Whether friends or strangers, the characters in these stories share a desire—sometimes muted and sometimes fierce—to break through the fragile glass of convention. In the title story, a substitute teacher walks into a new classroom, draws an outsized tree on the blackboard on a whim, and rewards her students by reading their fortunes using a Tarot deck. In each of the stories we see the delicate tension between what we want to believe and what we need to believe.

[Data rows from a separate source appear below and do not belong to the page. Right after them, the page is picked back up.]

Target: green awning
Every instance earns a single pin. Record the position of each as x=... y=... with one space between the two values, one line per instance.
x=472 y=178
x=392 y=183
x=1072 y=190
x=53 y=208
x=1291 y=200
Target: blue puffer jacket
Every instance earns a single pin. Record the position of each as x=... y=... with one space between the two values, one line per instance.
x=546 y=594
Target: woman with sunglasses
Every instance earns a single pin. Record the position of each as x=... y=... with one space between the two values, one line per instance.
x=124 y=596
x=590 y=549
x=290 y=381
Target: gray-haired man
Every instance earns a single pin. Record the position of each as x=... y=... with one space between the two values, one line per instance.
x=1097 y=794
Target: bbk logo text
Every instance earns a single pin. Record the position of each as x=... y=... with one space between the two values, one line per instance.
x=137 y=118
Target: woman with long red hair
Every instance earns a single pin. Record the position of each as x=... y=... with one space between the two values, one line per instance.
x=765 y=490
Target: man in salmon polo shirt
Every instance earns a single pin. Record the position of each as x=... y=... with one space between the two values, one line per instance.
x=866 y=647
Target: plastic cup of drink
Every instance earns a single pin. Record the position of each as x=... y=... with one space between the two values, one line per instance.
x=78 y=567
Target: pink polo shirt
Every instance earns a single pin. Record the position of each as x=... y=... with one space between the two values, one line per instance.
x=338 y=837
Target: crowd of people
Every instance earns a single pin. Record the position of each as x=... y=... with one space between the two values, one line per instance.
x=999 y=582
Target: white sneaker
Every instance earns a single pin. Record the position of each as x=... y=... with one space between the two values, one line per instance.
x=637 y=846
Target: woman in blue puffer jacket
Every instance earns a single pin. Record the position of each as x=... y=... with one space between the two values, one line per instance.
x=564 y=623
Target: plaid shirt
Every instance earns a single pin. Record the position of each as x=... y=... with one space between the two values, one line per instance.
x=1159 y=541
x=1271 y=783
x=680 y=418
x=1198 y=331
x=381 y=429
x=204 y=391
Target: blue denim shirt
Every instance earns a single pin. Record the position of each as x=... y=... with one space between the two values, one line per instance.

"A warmly disposed yet unsentimental chronicler of American lives ... Some [stories are] poignant and disturbing, and all of them highly readable." —The New York Times Book Review
PUBLISHERS WEEKLY
Baxter's skill with short fiction is confirmed in this stellar collection of 23 stories, seven of which are new. The title story is deservedly a classic, and other favorites, such as "Fenstad's Mother," have gathered resonance as well, and the new stories show Baxter working a quirky beat. In each, the acutely observed real world is rocked by the exotic or surreal. In "Poor Devil," the "devils" are a self-destructive couple headed for a divorce, while, in "Ghosts," a stranger enters a young woman's house and tells her they are soul mates. She accuses him of being a devil, but his intentions are much less sinister than she imagines. "Nightfall had always brought his devils out," the narrator says in "The Old Murderer," a touching story about an alcoholic and an ex-con, each trying to get through the day. In "Royal Blue," arguably the best of the new stories, an undertow of mystery shadows a handsome young art dealer who understands that 9/11 has affected a fundamental change in his life. In Baxter's comic-melancholic world, people may be incapable of averting sadness or violence, but they survive.